As late as 1919 Waipā County Council pressed for removal of shingle shoals to permit navigation to Pirongia and got money for improvements from government and the county councils. Evidence given to the Inland Waterways Commission in 1921 said boats carrying 20 tons could reach Pirongia for most of the year and, up to about 30 years before, vessels carried 60 tons to Pirongia and a special fleet of steamers ran to Te Kūiti.
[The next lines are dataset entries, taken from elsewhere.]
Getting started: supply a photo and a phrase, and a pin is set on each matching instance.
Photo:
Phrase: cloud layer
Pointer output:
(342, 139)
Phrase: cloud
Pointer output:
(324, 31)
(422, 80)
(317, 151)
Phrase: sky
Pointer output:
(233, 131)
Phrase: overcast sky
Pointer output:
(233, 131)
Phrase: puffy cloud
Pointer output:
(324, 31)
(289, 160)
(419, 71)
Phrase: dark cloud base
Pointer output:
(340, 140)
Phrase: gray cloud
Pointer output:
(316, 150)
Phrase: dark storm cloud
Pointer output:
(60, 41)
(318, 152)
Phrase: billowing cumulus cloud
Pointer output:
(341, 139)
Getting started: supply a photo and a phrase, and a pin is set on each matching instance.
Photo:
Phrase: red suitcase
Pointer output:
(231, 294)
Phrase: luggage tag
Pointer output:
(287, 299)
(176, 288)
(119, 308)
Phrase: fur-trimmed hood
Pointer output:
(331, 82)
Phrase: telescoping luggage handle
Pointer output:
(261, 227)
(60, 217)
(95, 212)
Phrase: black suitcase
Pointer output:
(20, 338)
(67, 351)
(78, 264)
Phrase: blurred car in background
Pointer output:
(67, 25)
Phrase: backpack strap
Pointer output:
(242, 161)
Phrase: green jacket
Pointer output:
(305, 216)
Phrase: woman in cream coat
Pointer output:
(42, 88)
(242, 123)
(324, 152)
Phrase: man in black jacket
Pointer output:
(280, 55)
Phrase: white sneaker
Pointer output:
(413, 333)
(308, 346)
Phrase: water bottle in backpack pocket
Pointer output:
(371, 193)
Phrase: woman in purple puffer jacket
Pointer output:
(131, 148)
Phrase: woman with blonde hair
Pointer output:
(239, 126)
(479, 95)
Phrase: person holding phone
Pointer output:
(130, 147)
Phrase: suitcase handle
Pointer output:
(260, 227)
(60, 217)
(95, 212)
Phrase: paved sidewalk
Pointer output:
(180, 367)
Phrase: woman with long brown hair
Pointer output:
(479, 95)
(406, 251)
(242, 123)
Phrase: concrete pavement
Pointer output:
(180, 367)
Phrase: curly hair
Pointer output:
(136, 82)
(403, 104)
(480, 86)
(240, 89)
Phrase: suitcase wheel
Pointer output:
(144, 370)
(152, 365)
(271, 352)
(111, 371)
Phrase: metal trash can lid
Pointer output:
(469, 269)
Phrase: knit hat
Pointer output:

Steamers were set back by the sinking of the Opuatia at Whatawhata in 1920. The Waikato Shipping Co had been running a weekly service to Pirongia with the former Waihou River steamer, SS Erin (and sometimes SS Excelsior), which seems to have continued until WSC stopped trading in 1922. A Public Works Department report in 1925 said the river was non-navigable above its junction with the Mangapu at Ōtorohanga.

== Settlements==
Settlements near the river include Rangitoto, Ōtewā, Ōtorohanga, Pokuru, Puketōtara, Pirongia, Te Pahu, Te Rore, Ngāhinapōuri, Whatawhata, Te Kowhai, Ngāruawāhia.